4.小さすぎるフォロースルー
これもサーブのヒジを曲げることと似ているのですが、今回のはストロークについてです。
最初にお断りをしておきます。
ボールの軌道や回転数は、全てラケットによるインパクトの4/1000~5/1000秒の間で全て決まります。
本来ならばフォロースルーもテイクバックも、ボールの軌道や回転数には全く寄与しない。
インパクトがメチャメチャなのに、テイクバックやフォロースルーの形を整えたところで意味が無いのです。
だからこそ、サーブでインパクトの後にヒジを曲げてラケットヘッドを加速させる、という考え方に疑問を持つわけです(笑)
が!
全てのフォロースルーは全く関係ない、というのはあくまでも理論上のことです。
実際の指導で、テイクバックやフォロースルーの形に無頓着なコーチはいません。
インパクトがメチャメチャなのに、テイクバックやフォロースルーの形を整えたところで意味が無い、という以上に「テイクバックやフォロースルーがめちゃくちゃなのに、インパクトだけが良い」なんてこともないからです。
なんと言ってもテイクバックはインパクトに向けての準備ですし、フォロースルーはそのインパクトの結果、ですから、それぞれの形が整っていけば、自然とインパクトも整ってくることになる。
そういう意味で、小さすぎるフォロースルーは、インパクトに影響しやすいのではないか、と思うのです。
サーブとの圧倒的な違いは、腕の可動の自由度が圧倒的に高いことです。
つまり、へんなフォームにもなりやすい。
テイクバックを普通にとったうえで、フォロースルーが極端に小さくなると、ラケットの軌道がどうしてもアウト→インの動きになってしまいます。
右利きフォアハンドの場合、右後ろから左前(しかもすごく手前)への軌道になりがちで、そのままボールに当たると、左前方に飛んでいってしまう、ということです。
そのアウト→イン(右後ろ→左手前)のラケット軌道で、それでもボールを「前」に飛ばす方法は2つ。
1つは、上体を回転させながらだと「右後ろ→左前」の斜め方向になってしまうラケットの軌道を、上体の回転を抑えることで、強引に「後ろ→前」になるようにすることです。
しかし、そうすると、ラケットスピードは遅くなり、いわゆる「手打ち」になります。
もう1つは、グリップエンドからラケットを出し、ぎりぎりまでラケットを立てない。
本来、トップスピンを打つには、ラケット面を下→上方向に振り上げなければなりません。
腕の振り上げだけでなく、腕の「内旋+回内」によってラケットを「立てる」ようにすることで、ラケット面が自然と下~上方向に振り上げられることになる。
その典型的な振り上げ方が、ワイパースウィングなのです。
しかし、この「内旋+回内」は、いわゆる回転運動なので、ラケット面が下→上方向に振り上げられると同時に、外→内方向、つまり右~左への動きも加わってしまいます。
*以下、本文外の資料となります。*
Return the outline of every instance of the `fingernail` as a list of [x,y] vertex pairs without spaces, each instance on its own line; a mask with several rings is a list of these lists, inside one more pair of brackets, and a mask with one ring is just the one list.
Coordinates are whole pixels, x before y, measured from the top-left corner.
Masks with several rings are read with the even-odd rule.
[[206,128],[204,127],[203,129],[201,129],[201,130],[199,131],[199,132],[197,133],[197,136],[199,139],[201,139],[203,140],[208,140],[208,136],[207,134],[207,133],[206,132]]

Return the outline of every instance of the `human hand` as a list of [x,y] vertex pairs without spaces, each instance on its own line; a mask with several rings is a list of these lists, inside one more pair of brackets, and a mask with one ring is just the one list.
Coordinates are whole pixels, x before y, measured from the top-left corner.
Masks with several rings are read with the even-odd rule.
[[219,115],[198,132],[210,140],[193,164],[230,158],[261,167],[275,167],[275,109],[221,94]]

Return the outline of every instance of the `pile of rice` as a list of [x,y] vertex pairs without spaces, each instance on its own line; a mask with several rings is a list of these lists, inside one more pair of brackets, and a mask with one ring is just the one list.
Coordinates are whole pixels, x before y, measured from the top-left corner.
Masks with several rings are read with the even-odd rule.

ラケット軌道が右後ろ→左前になっている上、「内旋+回内」の運動が加わってしまうと、ますますボールは左方向に飛んでいってしまいます。
そのため、ラケット面を右方向に開いたままインパクトを迎えることで、ラケット面とボールの反発面と、ラケットがボールに加えるインパクトの合力が、前方に向くようにするしかありません。
その結果、ぎりぎりまでグリップエンドから出すようなスウィングになります。
ラケットを持つ手が、上体の正面を通り過ぎようとするときにまだ、ラケットヘッドが寝ているようなスウィングに見えてしまうわけです。
スウィング軌道がアウト→インだと、トップスピンがかからない、という理由は、これが大きいと思います。
ラケット面を開こうと思うと、ワイパースウィングのようなラケットワークができず、またもしもできたとしても、左方向への引っ張りが強すぎて横回転が強くなってしまうからです。
よく技術本などでは、ラケットのグリップエンドから出すようなスウィングが推奨されます。
適度な伸張反射を生み出し、回内+内旋によるトップスピンをかける原動力になるからです。
が、そのグリップエンドから振り出すスウィングの「意味」を分かっていないと──ラケットヘッドを立ててトップスピンをかける「準備」でしかないのだ、ということを分かっていないと、非常に窮屈なフォームになりますから、注意してください。
特に、ソフトテニス経験者はテイクバックが、脇を空けるほどに大きく、フォロースルーがそれほど小さくなくても、ラケット軌道が「アウト→イン」になりがちです。
そしてそのフォームがクセになっているために、テイクバックだけを小さくしても、ラケットを立てる打ち方がなかなかできない、という人がいます。
そういう人は、フォロースルーの形を意識して見てくださいね。